Antigenic Epitopes on Human P-glycoprotein Recognized by Autoimmune Hepatitis Autoantibody as a Case Study

Abstract

Multiple drug resistant protein 1 (MDR1), P-glycoprotein, plays a role in the blood-brain barrier, preventing drug distribution into the brain, and in cancer chemotherapy. MDR1 is composed of two repeated fragments and there are six transmembrane domain (TMD) on the N-terminal of each repeat and a nucleotide-binding domain (NBD) on the C-terminal. We reported that sera from autoimmune hepatitis patients well reacted with MDR1 by enzyme-linked immuno-sorbent assay (ELISA) [Shinoda et al., (2004) Autoimmunity, 37, 473-480]. In this study, to determine antigenic sites, peptides on the extra-cellular loop (ECL), TMD and NBD of MDR1 were applied to ELISA with sera from 4 autoimmune hepatitis (AIH) patients and 4 normal individuals.
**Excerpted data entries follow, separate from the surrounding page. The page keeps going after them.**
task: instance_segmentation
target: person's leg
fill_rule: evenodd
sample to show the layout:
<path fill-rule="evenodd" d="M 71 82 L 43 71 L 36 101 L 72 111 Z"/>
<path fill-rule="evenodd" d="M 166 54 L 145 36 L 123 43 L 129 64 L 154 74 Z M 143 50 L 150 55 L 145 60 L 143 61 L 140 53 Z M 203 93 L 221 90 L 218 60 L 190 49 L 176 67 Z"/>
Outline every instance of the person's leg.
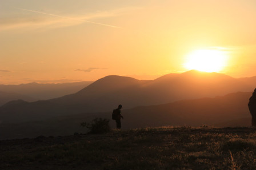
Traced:
<path fill-rule="evenodd" d="M 117 128 L 120 129 L 121 128 L 121 121 L 120 119 L 116 120 L 117 122 Z"/>

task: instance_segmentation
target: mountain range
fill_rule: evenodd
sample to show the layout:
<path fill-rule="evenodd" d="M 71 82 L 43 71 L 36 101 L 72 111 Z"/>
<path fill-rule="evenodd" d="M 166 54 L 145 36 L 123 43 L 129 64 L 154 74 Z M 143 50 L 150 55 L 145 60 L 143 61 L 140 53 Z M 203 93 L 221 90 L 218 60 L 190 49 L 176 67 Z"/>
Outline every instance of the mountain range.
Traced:
<path fill-rule="evenodd" d="M 122 110 L 124 119 L 121 121 L 122 128 L 184 125 L 214 127 L 250 126 L 251 116 L 247 104 L 251 95 L 251 92 L 240 92 L 215 98 L 182 100 Z M 85 133 L 86 129 L 80 126 L 82 122 L 89 123 L 95 118 L 111 119 L 111 111 L 84 112 L 30 122 L 10 121 L 0 124 L 0 139 Z M 15 118 L 11 117 L 10 120 L 11 118 Z M 112 128 L 115 128 L 115 121 L 111 120 L 110 123 Z"/>
<path fill-rule="evenodd" d="M 251 92 L 255 80 L 255 77 L 236 79 L 222 74 L 195 70 L 168 74 L 153 80 L 107 76 L 75 94 L 62 97 L 34 102 L 17 100 L 6 103 L 0 107 L 0 120 L 2 123 L 34 121 L 62 115 L 106 112 L 113 110 L 119 104 L 128 109 L 181 100 L 213 98 L 238 91 Z M 190 111 L 195 114 L 193 109 Z"/>
<path fill-rule="evenodd" d="M 57 84 L 30 83 L 19 85 L 0 84 L 0 106 L 18 99 L 35 102 L 61 97 L 76 92 L 93 82 L 87 81 Z"/>

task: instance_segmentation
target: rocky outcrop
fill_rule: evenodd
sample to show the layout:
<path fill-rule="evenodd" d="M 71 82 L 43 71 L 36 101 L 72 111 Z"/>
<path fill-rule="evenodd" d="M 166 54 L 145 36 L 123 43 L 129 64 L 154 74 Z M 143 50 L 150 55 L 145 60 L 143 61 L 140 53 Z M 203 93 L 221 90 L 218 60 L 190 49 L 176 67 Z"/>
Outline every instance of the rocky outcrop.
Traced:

The results showed that serum from Patient 3 reacted well with peptide 314-328 and weakly with peptide 957-971. Meanwhile, serum from Patient 4 reacted well with peptide 850-857 and weakly with peptide 741-755 and 957-971. All the five peptides reacted with sera from Patients 3 and 4 were located on ECL. Normal sera did not react with those peptides and the reactions of sera from Patients 1 and 2 were marginal. Sera from 4 patients and normal individuals did not react with peptides of TMD and NBD. These results suggest that some ECL on MDR1 play a role of antigenic determinants, and TMD and NBD do not. Personal specificity and diversity of antibodies from the AIH patients (such as Patients 3 and 4) against antigenic determinant were found.